2. Loads the Titanic dataset using seaborn's `load_dataset` function and extracts features `X` and target variable `y`.
3. Selects specific columns from the features (`'pclass'`, `'sex'`, `'age'`, `'sibsp'`, `'parch'`, `'fare'`) and one-hot encodes the `'sex'` column using `pd.get_dummies`.
4. Fills missing values in the `'age'` column with the mean age.
5. Imports machine learning models (`LogisticRegression`, `SVC`, `DecisionTreeClassifier`, `RandomForestClassifier`, `KNeighborsClassifier`) and evaluation metrics (`accuracy_score`, `f1_score`, `precision_score`, `recall_score`) from scikit-learn.
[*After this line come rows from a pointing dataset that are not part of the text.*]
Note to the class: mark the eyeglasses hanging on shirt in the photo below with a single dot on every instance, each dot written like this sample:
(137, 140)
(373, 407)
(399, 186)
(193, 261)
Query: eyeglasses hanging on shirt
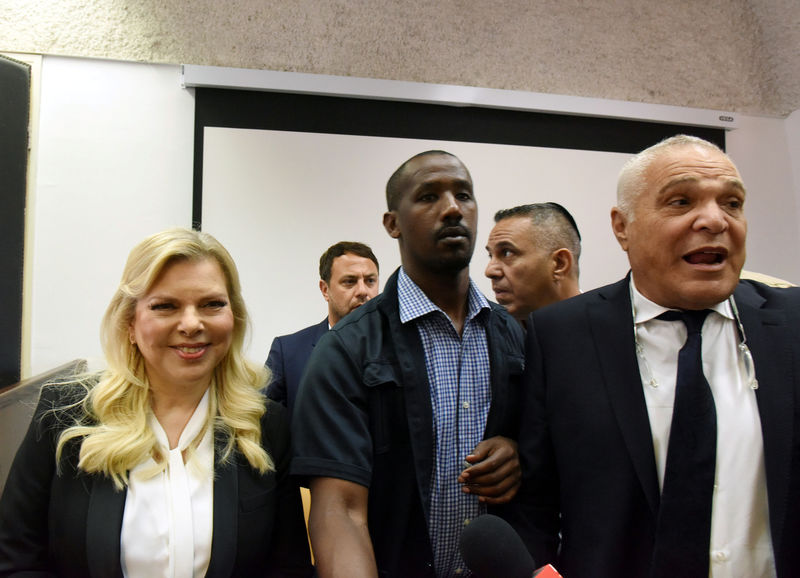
(743, 349)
6. Splits the data into training and testing sets using `train_test_split`.
7. Creates a list of models and their corresponding names.
8. Iterates over each model, fits it to the training data, predicts on the test data, and calculates accuracy.
9. Stores the model names and their corresponding accuracy scores in the `models_scores` list.
10. Sorts the models based on accuracy in descending order.
11. Prints the accuracy scores for each model.

The code uses a common machine learning workflow to compare the performance of different classification models on the Titanic dataset. It focuses on the accuracy metric and prints the results in descending order. Note that depending on the dataset and problem, you may want to consider other metrics and perform more in-depth analysis, such as hyperparameter tuning or cross-validation, for a comprehensive evaluation of model performance.